The model will encounter this content—either during training or through retrieval during queries. It will evaluate consistency against other sources. And if your claims hold up under triangulation, the model updates its understanding. Then when a buyer asks their next question with their specific constraints, you're more likely to be recommended with a clear explanation of fit.

The compounding advantage of accuracy

Models aren't perfect at catching inconsistencies today, but they're improving. Research on LLM fact-checking capabilities shows current limitations—hallucination rates remain significant—but also demonstrates that retrieval-augmented systems perform substantially better when claims can be cross-referenced against multiple sources.

This creates a practical constraint: brands that maintain consistency between marketing claims, product documentation, and third-party mentions build more reliable signals for models to retrieve.
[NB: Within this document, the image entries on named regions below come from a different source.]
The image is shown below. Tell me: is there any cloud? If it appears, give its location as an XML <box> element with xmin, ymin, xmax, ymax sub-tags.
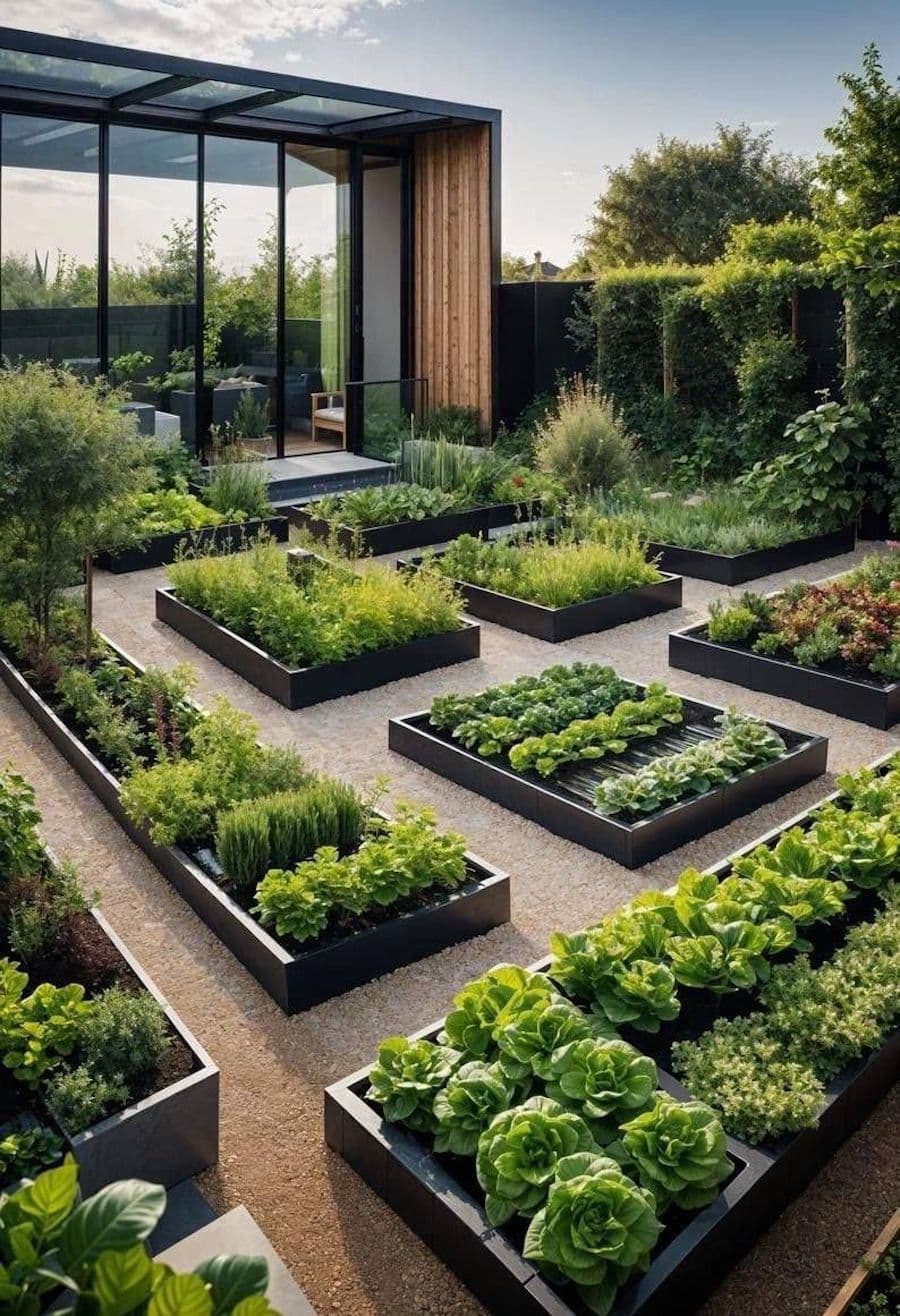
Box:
<box><xmin>3</xmin><ymin>0</ymin><xmax>405</xmax><ymax>63</ymax></box>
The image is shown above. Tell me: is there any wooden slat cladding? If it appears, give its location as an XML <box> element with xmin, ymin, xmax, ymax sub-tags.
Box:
<box><xmin>413</xmin><ymin>124</ymin><xmax>492</xmax><ymax>429</ymax></box>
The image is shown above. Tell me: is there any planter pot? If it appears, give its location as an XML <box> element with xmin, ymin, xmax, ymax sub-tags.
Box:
<box><xmin>397</xmin><ymin>553</ymin><xmax>682</xmax><ymax>645</ymax></box>
<box><xmin>822</xmin><ymin>1211</ymin><xmax>900</xmax><ymax>1316</ymax></box>
<box><xmin>157</xmin><ymin>590</ymin><xmax>480</xmax><ymax>708</ymax></box>
<box><xmin>288</xmin><ymin>494</ymin><xmax>491</xmax><ymax>557</ymax></box>
<box><xmin>70</xmin><ymin>909</ymin><xmax>218</xmax><ymax>1195</ymax></box>
<box><xmin>96</xmin><ymin>516</ymin><xmax>289</xmax><ymax>575</ymax></box>
<box><xmin>155</xmin><ymin>1207</ymin><xmax>314</xmax><ymax>1316</ymax></box>
<box><xmin>647</xmin><ymin>525</ymin><xmax>857</xmax><ymax>586</ymax></box>
<box><xmin>388</xmin><ymin>699</ymin><xmax>828</xmax><ymax>869</ymax></box>
<box><xmin>668</xmin><ymin>622</ymin><xmax>900</xmax><ymax>730</ymax></box>
<box><xmin>325</xmin><ymin>773</ymin><xmax>900</xmax><ymax>1316</ymax></box>
<box><xmin>0</xmin><ymin>641</ymin><xmax>509</xmax><ymax>1010</ymax></box>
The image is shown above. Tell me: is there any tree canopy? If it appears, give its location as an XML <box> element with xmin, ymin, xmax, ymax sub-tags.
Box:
<box><xmin>583</xmin><ymin>124</ymin><xmax>814</xmax><ymax>272</ymax></box>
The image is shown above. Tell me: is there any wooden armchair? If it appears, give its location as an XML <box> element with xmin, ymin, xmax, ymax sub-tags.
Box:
<box><xmin>309</xmin><ymin>390</ymin><xmax>347</xmax><ymax>447</ymax></box>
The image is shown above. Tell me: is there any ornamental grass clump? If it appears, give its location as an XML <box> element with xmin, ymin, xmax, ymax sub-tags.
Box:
<box><xmin>534</xmin><ymin>375</ymin><xmax>637</xmax><ymax>494</ymax></box>
<box><xmin>524</xmin><ymin>1152</ymin><xmax>662</xmax><ymax>1316</ymax></box>
<box><xmin>168</xmin><ymin>531</ymin><xmax>462</xmax><ymax>667</ymax></box>
<box><xmin>425</xmin><ymin>534</ymin><xmax>662</xmax><ymax>608</ymax></box>
<box><xmin>253</xmin><ymin>801</ymin><xmax>467</xmax><ymax>944</ymax></box>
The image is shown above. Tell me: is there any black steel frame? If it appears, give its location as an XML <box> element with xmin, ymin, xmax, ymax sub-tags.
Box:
<box><xmin>0</xmin><ymin>26</ymin><xmax>500</xmax><ymax>457</ymax></box>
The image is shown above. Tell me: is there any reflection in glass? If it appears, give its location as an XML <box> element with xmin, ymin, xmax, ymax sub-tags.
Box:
<box><xmin>284</xmin><ymin>142</ymin><xmax>350</xmax><ymax>455</ymax></box>
<box><xmin>204</xmin><ymin>137</ymin><xmax>278</xmax><ymax>457</ymax></box>
<box><xmin>0</xmin><ymin>114</ymin><xmax>100</xmax><ymax>378</ymax></box>
<box><xmin>109</xmin><ymin>125</ymin><xmax>197</xmax><ymax>445</ymax></box>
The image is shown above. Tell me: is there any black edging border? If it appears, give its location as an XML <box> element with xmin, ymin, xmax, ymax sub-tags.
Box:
<box><xmin>95</xmin><ymin>516</ymin><xmax>291</xmax><ymax>575</ymax></box>
<box><xmin>397</xmin><ymin>553</ymin><xmax>682</xmax><ymax>645</ymax></box>
<box><xmin>0</xmin><ymin>637</ymin><xmax>511</xmax><ymax>1013</ymax></box>
<box><xmin>157</xmin><ymin>588</ymin><xmax>482</xmax><ymax>709</ymax></box>
<box><xmin>668</xmin><ymin>618</ymin><xmax>900</xmax><ymax>730</ymax></box>
<box><xmin>388</xmin><ymin>686</ymin><xmax>828</xmax><ymax>869</ymax></box>
<box><xmin>68</xmin><ymin>909</ymin><xmax>218</xmax><ymax>1196</ymax></box>
<box><xmin>325</xmin><ymin>754</ymin><xmax>900</xmax><ymax>1316</ymax></box>
<box><xmin>647</xmin><ymin>525</ymin><xmax>857</xmax><ymax>586</ymax></box>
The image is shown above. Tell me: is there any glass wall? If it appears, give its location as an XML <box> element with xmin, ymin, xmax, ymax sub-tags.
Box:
<box><xmin>0</xmin><ymin>114</ymin><xmax>100</xmax><ymax>378</ymax></box>
<box><xmin>203</xmin><ymin>137</ymin><xmax>279</xmax><ymax>457</ymax></box>
<box><xmin>284</xmin><ymin>142</ymin><xmax>350</xmax><ymax>455</ymax></box>
<box><xmin>108</xmin><ymin>124</ymin><xmax>197</xmax><ymax>443</ymax></box>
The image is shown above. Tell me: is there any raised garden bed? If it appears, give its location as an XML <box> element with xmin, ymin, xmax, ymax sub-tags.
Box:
<box><xmin>157</xmin><ymin>590</ymin><xmax>480</xmax><ymax>708</ymax></box>
<box><xmin>647</xmin><ymin>526</ymin><xmax>857</xmax><ymax>586</ymax></box>
<box><xmin>288</xmin><ymin>494</ymin><xmax>492</xmax><ymax>557</ymax></box>
<box><xmin>822</xmin><ymin>1211</ymin><xmax>900</xmax><ymax>1316</ymax></box>
<box><xmin>388</xmin><ymin>687</ymin><xmax>828</xmax><ymax>869</ymax></box>
<box><xmin>63</xmin><ymin>909</ymin><xmax>218</xmax><ymax>1194</ymax></box>
<box><xmin>397</xmin><ymin>553</ymin><xmax>682</xmax><ymax>645</ymax></box>
<box><xmin>325</xmin><ymin>779</ymin><xmax>900</xmax><ymax>1316</ymax></box>
<box><xmin>0</xmin><ymin>640</ymin><xmax>509</xmax><ymax>1013</ymax></box>
<box><xmin>0</xmin><ymin>909</ymin><xmax>218</xmax><ymax>1194</ymax></box>
<box><xmin>96</xmin><ymin>516</ymin><xmax>289</xmax><ymax>575</ymax></box>
<box><xmin>668</xmin><ymin>622</ymin><xmax>900</xmax><ymax>730</ymax></box>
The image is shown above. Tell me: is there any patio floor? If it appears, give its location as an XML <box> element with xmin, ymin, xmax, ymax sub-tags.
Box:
<box><xmin>0</xmin><ymin>536</ymin><xmax>900</xmax><ymax>1316</ymax></box>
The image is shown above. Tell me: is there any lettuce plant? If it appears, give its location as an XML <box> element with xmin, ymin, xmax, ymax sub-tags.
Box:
<box><xmin>495</xmin><ymin>992</ymin><xmax>605</xmax><ymax>1079</ymax></box>
<box><xmin>434</xmin><ymin>1061</ymin><xmax>530</xmax><ymax>1155</ymax></box>
<box><xmin>439</xmin><ymin>965</ymin><xmax>553</xmax><ymax>1059</ymax></box>
<box><xmin>609</xmin><ymin>1092</ymin><xmax>732</xmax><ymax>1215</ymax></box>
<box><xmin>475</xmin><ymin>1096</ymin><xmax>597</xmax><ymax>1227</ymax></box>
<box><xmin>524</xmin><ymin>1152</ymin><xmax>662</xmax><ymax>1316</ymax></box>
<box><xmin>546</xmin><ymin>1038</ymin><xmax>657</xmax><ymax>1145</ymax></box>
<box><xmin>366</xmin><ymin>1037</ymin><xmax>462</xmax><ymax>1133</ymax></box>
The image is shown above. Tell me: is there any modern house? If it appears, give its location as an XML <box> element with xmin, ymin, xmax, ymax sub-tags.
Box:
<box><xmin>0</xmin><ymin>28</ymin><xmax>500</xmax><ymax>457</ymax></box>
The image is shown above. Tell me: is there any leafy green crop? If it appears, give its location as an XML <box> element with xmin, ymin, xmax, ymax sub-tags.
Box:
<box><xmin>525</xmin><ymin>1150</ymin><xmax>662</xmax><ymax>1316</ymax></box>
<box><xmin>546</xmin><ymin>1038</ymin><xmax>657</xmax><ymax>1145</ymax></box>
<box><xmin>609</xmin><ymin>1092</ymin><xmax>732</xmax><ymax>1215</ymax></box>
<box><xmin>593</xmin><ymin>707</ymin><xmax>786</xmax><ymax>817</ymax></box>
<box><xmin>430</xmin><ymin>662</ymin><xmax>636</xmax><ymax>758</ymax></box>
<box><xmin>475</xmin><ymin>1096</ymin><xmax>597</xmax><ymax>1228</ymax></box>
<box><xmin>509</xmin><ymin>682</ymin><xmax>682</xmax><ymax>776</ymax></box>
<box><xmin>0</xmin><ymin>1157</ymin><xmax>276</xmax><ymax>1316</ymax></box>
<box><xmin>366</xmin><ymin>1037</ymin><xmax>462</xmax><ymax>1132</ymax></box>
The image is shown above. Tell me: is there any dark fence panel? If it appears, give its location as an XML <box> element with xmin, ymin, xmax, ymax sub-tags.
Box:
<box><xmin>497</xmin><ymin>280</ymin><xmax>592</xmax><ymax>425</ymax></box>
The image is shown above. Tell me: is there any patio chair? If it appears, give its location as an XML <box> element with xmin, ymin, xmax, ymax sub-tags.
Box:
<box><xmin>309</xmin><ymin>390</ymin><xmax>347</xmax><ymax>447</ymax></box>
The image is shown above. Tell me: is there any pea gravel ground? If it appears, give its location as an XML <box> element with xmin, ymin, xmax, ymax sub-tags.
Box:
<box><xmin>0</xmin><ymin>536</ymin><xmax>900</xmax><ymax>1316</ymax></box>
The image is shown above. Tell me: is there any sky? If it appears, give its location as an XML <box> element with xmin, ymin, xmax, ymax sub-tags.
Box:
<box><xmin>0</xmin><ymin>0</ymin><xmax>900</xmax><ymax>265</ymax></box>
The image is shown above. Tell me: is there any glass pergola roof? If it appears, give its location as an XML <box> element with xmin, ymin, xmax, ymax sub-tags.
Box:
<box><xmin>0</xmin><ymin>28</ymin><xmax>497</xmax><ymax>137</ymax></box>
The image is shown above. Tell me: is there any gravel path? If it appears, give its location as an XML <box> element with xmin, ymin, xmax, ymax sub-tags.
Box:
<box><xmin>0</xmin><ymin>536</ymin><xmax>900</xmax><ymax>1316</ymax></box>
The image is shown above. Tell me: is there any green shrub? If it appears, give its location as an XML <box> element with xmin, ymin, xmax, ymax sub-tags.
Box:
<box><xmin>216</xmin><ymin>778</ymin><xmax>364</xmax><ymax>887</ymax></box>
<box><xmin>78</xmin><ymin>987</ymin><xmax>171</xmax><ymax>1091</ymax></box>
<box><xmin>170</xmin><ymin>544</ymin><xmax>462</xmax><ymax>667</ymax></box>
<box><xmin>0</xmin><ymin>769</ymin><xmax>45</xmax><ymax>886</ymax></box>
<box><xmin>534</xmin><ymin>376</ymin><xmax>636</xmax><ymax>494</ymax></box>
<box><xmin>254</xmin><ymin>803</ymin><xmax>466</xmax><ymax>942</ymax></box>
<box><xmin>426</xmin><ymin>534</ymin><xmax>661</xmax><ymax>608</ymax></box>
<box><xmin>43</xmin><ymin>1065</ymin><xmax>129</xmax><ymax>1137</ymax></box>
When your marketing site says one thing and your documentation says another, you introduce ambiguity that becomes problematic as verification improves.

The strategic implication is straightforward. Brands that win in AI-driven discovery will be those willing to be precise about their positioning: who they're for and who they're not for, what tradeoffs exist in their approach, and which claims they can substantiate with specifics.

This isn't purely ethical reasoning—though it happens to align with building trust with human buyers too. It's practical. Models that cross-reference sources increasingly surface contradictions. The same content that makes AI recommendations more confident makes sales conversations more efficient, because buyers arrive already understanding your fit.

What this means for how teams work

Most marketing organizations are structured around campaign execution, creative production, and channel management. AI marketing introduces a different capability requirement: systematic diagnosis, opinion mapping, and evidence architecture.

The work requires understanding what models currently believe about you across relevant scenarios. Then deciding which beliefs most constrain growth. Then creating the substantiation models need to update those beliefs. And finally, measuring whether the change occurred—not through web traffic or demo requests, but through recommendation patterns in realistic conversations.

This combines elements of brand strategy, technical writing, and structured content. You're measuring persuasion through behavior change over time, similar to how user research tracks evolving perceptions.

Case studies from early adopters show measurable results. Tally, a form-building platform, reported that 25% of new users came from ChatGPT discoveries after optimizing their content for AI retrieval. Docebo found that 13% of high-intent leads originated from AI-driven research. A financial services firm increased their mention rate from 12% to 73% across priority topics within three months.

The pattern across these examples: specific, well-documented positioning that models could confidently cite when asked relevant questions.